Any crypto is limited in scope to technically-oriented people. Most people host their data with others.
DNSSEC appeals to me because we already have to trust the domain name system. If your domain is deregistered for any reason, your communication fails whether you have secured your domain or not.
The only third party you need to trust is your TLD (which you have to trust anyway, see above). For people under .com I understand your concerns but there are other TLDs and trust is not delegated between them except for the root, and it is impractical to deregister the TLD when a few individual domains is questionable.
The important thing here is that a mischevious registrar can only sabotage domains registered with them, whereas a trusted CA is normally completely trusted to sign anything in the global root. That difference alone is worth it, in my opinion.
That also sums up my criticism against Marlinspike's article. He concludes that DNSSEC is not impervious to attacks, which should be trivially true, but ignores the fact that it is lightyears ahead of what be have today.

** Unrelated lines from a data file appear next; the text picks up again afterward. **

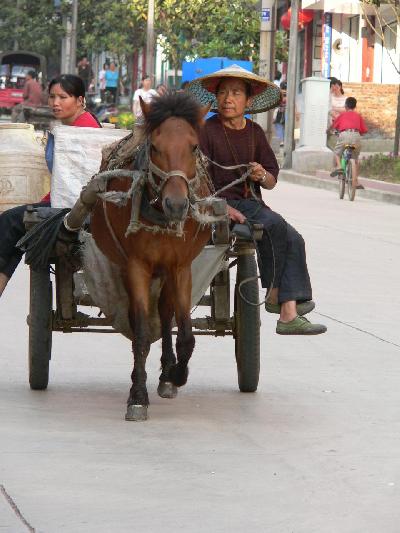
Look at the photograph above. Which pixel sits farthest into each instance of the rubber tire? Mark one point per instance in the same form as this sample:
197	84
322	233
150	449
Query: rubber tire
342	185
247	325
350	173
40	330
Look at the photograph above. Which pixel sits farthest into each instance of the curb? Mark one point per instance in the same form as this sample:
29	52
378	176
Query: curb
321	183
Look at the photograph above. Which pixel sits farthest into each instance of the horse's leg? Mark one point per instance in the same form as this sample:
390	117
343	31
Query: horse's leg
166	389
185	339
139	280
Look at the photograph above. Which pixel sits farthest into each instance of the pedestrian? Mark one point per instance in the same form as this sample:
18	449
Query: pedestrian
337	99
280	117
350	126
146	93
161	89
32	96
230	139
277	79
112	77
102	81
67	100
85	72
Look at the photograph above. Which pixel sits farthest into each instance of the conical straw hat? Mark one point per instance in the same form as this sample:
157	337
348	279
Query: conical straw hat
265	94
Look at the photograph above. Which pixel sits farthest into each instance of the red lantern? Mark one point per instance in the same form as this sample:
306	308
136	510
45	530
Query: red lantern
305	17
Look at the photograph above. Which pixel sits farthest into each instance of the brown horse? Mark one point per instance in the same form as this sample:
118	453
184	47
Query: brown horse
172	123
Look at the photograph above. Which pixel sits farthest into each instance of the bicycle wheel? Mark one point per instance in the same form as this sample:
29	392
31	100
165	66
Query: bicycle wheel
350	172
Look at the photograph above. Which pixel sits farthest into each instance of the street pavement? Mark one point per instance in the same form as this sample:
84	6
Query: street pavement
315	450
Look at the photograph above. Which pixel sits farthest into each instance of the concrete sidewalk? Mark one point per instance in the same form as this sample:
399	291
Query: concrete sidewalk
374	189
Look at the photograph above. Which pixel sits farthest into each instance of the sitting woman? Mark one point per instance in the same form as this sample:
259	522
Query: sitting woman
67	100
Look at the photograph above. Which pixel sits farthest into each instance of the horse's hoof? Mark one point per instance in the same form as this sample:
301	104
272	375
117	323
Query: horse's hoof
178	375
166	389
136	413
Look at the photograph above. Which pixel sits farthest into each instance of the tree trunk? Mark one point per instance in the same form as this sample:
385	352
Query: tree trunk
397	131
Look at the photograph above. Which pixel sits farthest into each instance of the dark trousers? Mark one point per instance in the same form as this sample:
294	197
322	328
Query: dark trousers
12	228
283	245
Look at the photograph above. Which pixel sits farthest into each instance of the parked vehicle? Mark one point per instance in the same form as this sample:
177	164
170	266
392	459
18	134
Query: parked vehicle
13	69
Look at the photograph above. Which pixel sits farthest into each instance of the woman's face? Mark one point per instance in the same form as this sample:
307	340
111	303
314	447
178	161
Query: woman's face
146	84
336	89
64	106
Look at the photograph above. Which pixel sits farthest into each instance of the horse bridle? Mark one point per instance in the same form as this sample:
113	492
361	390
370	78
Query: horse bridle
154	170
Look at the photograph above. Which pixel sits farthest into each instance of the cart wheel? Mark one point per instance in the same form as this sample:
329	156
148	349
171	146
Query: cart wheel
40	330
247	325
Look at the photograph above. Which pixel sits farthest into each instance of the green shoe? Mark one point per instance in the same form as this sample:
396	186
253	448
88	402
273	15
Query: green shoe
302	308
299	326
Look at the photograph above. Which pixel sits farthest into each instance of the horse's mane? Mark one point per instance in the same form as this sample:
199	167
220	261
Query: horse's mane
173	104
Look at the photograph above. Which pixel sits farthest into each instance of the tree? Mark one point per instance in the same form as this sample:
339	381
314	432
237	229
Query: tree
117	27
33	25
384	20
206	28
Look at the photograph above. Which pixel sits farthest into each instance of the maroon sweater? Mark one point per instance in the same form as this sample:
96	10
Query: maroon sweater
248	144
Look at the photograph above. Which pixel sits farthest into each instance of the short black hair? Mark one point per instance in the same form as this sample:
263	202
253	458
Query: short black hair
350	103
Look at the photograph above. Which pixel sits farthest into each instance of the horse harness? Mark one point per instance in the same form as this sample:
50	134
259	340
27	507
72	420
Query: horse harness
148	179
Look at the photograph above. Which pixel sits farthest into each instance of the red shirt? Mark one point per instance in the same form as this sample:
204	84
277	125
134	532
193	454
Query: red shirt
86	120
32	94
350	120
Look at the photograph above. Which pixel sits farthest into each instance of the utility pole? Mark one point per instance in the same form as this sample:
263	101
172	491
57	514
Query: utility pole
16	43
150	39
291	86
74	26
267	55
68	45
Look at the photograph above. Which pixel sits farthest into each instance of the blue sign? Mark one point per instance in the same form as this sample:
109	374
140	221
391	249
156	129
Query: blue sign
266	14
327	45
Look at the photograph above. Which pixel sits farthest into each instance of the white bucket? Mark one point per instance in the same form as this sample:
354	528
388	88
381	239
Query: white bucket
24	177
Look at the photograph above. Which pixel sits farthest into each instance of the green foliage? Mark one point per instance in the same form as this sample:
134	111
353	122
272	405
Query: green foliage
382	167
206	28
118	27
34	24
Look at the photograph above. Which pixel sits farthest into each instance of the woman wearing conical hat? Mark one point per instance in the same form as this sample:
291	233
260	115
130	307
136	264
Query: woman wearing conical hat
230	139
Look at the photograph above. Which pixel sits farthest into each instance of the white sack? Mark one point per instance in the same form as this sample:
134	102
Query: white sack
77	157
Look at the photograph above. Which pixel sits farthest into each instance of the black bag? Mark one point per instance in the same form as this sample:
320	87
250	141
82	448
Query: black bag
280	117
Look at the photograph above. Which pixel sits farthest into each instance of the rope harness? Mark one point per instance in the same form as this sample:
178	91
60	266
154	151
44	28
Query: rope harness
157	179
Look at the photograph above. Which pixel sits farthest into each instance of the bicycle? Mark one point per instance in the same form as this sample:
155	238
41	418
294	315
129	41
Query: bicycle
348	165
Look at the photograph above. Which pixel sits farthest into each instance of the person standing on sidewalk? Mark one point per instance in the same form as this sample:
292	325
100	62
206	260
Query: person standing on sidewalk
229	139
112	77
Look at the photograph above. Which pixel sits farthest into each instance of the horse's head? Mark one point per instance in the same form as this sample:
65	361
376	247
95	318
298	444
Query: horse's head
172	124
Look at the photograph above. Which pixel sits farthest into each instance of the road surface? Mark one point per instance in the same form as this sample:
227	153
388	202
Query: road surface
315	450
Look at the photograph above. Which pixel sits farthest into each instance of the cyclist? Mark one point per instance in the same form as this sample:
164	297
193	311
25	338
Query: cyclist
351	126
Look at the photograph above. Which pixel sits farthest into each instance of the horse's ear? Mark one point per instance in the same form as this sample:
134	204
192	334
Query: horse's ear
145	107
204	110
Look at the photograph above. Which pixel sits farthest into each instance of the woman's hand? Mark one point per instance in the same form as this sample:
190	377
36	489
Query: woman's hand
236	215
262	176
257	171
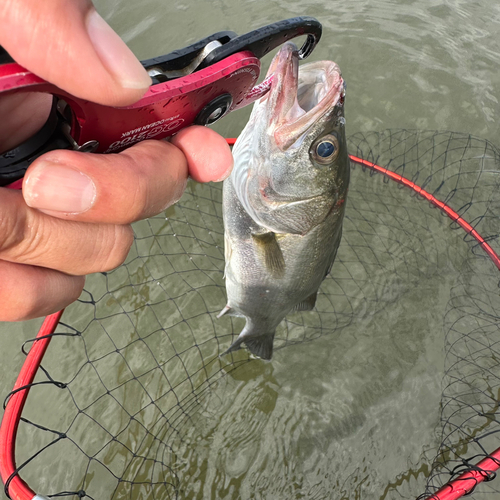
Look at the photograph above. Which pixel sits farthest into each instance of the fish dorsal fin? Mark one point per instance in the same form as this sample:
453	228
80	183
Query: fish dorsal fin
307	304
270	252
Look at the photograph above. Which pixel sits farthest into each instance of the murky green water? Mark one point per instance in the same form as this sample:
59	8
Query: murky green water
352	413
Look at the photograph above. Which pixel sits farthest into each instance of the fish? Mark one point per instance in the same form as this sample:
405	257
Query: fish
284	202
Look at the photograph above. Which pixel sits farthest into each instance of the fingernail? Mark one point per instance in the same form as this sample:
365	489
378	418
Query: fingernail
115	55
54	187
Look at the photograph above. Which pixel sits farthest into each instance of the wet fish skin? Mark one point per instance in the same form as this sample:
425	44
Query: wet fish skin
283	205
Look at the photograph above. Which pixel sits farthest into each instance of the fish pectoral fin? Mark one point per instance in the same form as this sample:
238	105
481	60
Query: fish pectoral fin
270	252
307	304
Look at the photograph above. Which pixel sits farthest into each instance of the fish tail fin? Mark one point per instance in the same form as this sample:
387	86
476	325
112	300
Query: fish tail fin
226	309
261	346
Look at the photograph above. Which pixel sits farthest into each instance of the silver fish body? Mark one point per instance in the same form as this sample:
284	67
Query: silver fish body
284	203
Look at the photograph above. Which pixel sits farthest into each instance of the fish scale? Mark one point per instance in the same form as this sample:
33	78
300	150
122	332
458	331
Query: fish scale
284	203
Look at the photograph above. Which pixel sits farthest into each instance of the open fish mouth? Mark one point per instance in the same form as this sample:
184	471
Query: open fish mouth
299	98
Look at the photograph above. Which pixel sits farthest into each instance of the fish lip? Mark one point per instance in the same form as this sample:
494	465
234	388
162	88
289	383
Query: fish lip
286	120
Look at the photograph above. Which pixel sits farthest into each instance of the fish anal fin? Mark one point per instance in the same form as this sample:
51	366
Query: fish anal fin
270	252
307	304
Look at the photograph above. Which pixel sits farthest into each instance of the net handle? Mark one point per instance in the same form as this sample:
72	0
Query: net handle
17	489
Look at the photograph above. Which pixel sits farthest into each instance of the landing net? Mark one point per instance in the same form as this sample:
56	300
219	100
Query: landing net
133	400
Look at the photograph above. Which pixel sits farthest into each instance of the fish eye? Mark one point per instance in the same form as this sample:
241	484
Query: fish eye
326	149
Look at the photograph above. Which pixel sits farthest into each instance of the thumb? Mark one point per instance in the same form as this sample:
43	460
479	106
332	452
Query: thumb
67	43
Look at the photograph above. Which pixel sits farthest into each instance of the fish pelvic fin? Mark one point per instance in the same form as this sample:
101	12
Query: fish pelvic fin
270	252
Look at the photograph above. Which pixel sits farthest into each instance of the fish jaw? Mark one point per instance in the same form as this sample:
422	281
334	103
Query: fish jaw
289	115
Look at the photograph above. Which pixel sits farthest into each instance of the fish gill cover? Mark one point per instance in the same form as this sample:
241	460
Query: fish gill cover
149	409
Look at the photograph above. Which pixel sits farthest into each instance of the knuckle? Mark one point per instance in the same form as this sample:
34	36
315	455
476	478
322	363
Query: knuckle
115	247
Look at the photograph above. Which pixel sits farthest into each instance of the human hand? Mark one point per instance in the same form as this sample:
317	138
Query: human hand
73	215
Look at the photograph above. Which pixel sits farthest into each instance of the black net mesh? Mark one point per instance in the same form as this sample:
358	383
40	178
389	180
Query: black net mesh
383	389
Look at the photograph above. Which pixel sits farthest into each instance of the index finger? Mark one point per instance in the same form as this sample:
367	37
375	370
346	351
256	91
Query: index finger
67	43
125	187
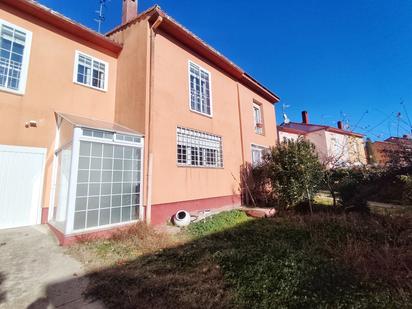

What is mean that proving identity is hard is only that as far as I know only governments have succeeded doing in on the large scale required here. That most transactions are anonymous may be true but does not help us when we need to do secure transactions. Private CAs has proven to be a failure so far. Our choices are then between a large intergovernmental CA system (in effect delegating trust along the country TLDs) or to put our trust in DNSSEC. I would prefer the latter.